Comments : X Tsunami

  • 18 years ago

    by lost_laureate

    Good use of the repetitive stanza...I think its quite refreshing to see a poem about the Tsunami because sometimes we "forget to remember". This is a very different poem to your usual stuff again...but its good stuff...

    [lostlaureate- come find me]

  • 18 years ago

    by azlan26

    Well ompletely diffo from ur usual, but real spesh...but whats richness got to do with it - wasnt it an underwater volcano that caused it?? Or am i talking crp....

  • 18 years ago

    by PS

    This is great. i love the repeating stanza. its soo beautiful. you captured it wonderfully

  • 18 years ago

    by Tara Kay

    The repeative stanza makes the poem stand out, its a good poem, it flows well. keep it up

  • 18 years ago

    by LostHopesCrimsonTears

    Absolutly beautifull work!
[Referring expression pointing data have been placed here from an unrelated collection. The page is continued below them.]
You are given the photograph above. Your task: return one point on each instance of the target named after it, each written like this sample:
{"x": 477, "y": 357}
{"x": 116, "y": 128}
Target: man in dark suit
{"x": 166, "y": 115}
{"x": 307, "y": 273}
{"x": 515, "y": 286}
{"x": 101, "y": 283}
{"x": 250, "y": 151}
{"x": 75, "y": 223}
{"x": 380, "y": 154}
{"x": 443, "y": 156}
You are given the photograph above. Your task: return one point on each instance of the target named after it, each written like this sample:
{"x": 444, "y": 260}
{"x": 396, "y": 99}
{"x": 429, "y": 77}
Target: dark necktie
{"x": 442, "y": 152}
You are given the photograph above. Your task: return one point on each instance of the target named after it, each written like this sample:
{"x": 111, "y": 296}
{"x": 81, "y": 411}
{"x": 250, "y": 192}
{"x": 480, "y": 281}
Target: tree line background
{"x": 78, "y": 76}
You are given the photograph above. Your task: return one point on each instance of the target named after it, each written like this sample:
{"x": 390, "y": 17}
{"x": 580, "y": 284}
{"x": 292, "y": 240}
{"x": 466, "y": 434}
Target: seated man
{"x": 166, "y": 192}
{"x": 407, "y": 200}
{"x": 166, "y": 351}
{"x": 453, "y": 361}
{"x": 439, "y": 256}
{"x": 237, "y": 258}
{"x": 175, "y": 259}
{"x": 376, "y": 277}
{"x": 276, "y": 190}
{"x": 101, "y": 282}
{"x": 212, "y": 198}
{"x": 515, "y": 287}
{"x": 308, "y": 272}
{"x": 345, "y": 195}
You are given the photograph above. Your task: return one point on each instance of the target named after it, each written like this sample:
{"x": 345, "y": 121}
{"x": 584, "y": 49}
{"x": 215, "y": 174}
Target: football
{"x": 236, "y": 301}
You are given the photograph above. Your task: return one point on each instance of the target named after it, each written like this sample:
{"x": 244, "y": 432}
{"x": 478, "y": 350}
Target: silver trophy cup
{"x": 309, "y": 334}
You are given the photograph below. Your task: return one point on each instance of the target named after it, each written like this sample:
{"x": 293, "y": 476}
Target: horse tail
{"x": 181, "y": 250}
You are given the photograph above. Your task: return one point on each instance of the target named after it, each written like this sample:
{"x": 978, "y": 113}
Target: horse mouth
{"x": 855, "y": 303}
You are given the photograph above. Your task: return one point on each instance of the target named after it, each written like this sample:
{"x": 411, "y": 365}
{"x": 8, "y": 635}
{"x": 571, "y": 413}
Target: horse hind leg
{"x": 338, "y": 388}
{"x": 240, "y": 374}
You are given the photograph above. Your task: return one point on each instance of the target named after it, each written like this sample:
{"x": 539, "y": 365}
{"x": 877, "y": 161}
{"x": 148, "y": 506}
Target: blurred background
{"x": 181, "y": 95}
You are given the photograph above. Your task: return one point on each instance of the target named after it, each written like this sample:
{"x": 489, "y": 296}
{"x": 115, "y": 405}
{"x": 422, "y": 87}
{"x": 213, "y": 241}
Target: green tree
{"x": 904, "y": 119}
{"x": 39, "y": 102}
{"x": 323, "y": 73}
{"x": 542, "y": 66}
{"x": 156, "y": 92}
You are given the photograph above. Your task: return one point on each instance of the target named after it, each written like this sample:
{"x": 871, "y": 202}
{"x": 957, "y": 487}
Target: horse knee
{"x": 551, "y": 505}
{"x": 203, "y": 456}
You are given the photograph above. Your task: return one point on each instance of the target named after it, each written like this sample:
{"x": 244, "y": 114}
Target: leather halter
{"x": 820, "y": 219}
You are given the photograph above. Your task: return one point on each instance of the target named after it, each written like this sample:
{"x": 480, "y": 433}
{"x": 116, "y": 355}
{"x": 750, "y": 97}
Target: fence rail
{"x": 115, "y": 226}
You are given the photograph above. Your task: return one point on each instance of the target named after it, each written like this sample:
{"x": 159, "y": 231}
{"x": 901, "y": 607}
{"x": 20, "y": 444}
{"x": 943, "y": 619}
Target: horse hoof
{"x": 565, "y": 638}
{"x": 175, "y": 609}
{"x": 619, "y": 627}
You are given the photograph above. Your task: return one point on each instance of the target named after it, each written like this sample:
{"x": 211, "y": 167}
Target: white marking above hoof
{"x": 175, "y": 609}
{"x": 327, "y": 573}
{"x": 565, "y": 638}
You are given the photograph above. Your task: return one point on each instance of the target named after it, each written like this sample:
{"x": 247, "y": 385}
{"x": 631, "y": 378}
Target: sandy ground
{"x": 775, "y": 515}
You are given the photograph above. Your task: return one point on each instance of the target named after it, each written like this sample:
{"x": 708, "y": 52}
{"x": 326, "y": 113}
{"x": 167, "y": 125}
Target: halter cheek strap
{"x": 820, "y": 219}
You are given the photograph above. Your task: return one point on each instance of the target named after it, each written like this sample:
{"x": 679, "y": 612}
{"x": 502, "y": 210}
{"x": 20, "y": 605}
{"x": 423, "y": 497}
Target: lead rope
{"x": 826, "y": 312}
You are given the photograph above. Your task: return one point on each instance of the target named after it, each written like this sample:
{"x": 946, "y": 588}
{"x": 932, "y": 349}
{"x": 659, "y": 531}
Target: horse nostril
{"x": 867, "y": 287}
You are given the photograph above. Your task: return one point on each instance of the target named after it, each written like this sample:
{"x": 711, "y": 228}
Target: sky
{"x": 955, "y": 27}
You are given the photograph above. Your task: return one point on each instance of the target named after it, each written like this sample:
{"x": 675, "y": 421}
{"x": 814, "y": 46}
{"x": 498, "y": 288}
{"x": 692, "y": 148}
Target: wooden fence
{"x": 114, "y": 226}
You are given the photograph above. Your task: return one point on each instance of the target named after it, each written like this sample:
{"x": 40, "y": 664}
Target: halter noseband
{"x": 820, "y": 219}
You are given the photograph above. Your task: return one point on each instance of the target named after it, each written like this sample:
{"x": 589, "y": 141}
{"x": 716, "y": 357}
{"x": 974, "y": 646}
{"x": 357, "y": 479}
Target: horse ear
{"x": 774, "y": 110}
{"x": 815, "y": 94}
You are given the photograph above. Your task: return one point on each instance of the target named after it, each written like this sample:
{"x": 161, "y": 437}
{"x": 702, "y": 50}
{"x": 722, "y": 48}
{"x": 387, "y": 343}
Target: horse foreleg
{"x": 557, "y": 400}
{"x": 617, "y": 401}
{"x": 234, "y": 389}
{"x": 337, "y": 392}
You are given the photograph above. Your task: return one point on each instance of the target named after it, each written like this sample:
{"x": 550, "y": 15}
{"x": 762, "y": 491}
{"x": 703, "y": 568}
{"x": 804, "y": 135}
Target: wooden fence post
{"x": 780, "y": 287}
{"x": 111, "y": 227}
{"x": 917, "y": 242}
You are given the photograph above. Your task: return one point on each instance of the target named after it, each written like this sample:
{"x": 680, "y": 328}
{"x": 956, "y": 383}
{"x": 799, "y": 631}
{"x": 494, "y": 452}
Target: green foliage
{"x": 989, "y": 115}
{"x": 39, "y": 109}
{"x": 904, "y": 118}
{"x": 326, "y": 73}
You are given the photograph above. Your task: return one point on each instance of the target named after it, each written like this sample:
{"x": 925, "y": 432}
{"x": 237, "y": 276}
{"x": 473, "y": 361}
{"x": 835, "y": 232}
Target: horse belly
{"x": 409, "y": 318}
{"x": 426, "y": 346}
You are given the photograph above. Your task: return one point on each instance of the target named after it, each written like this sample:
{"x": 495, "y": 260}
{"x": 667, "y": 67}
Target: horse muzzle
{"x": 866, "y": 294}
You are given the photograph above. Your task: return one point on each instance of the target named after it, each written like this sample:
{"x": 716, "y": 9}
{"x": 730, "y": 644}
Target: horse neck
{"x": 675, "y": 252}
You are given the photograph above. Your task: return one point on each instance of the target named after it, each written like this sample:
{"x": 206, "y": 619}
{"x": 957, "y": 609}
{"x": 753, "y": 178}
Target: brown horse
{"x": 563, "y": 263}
I love the repeated stanza and the flow was great.... sorry you had to take it out of the contest lol.. but I can assure you, it prolly would have gotten in top 3.. Really nice work, keep it up!

  • 18 years ago

    by goddess-glamourpuss

    Silver seas and oceans deep
    A rushing wave, as the innocent sleep
    Never to waken, never to see
    The water gushing, finally free

    I liked the repeated use of this stanza. The images that come to mind are as strong as some of your words.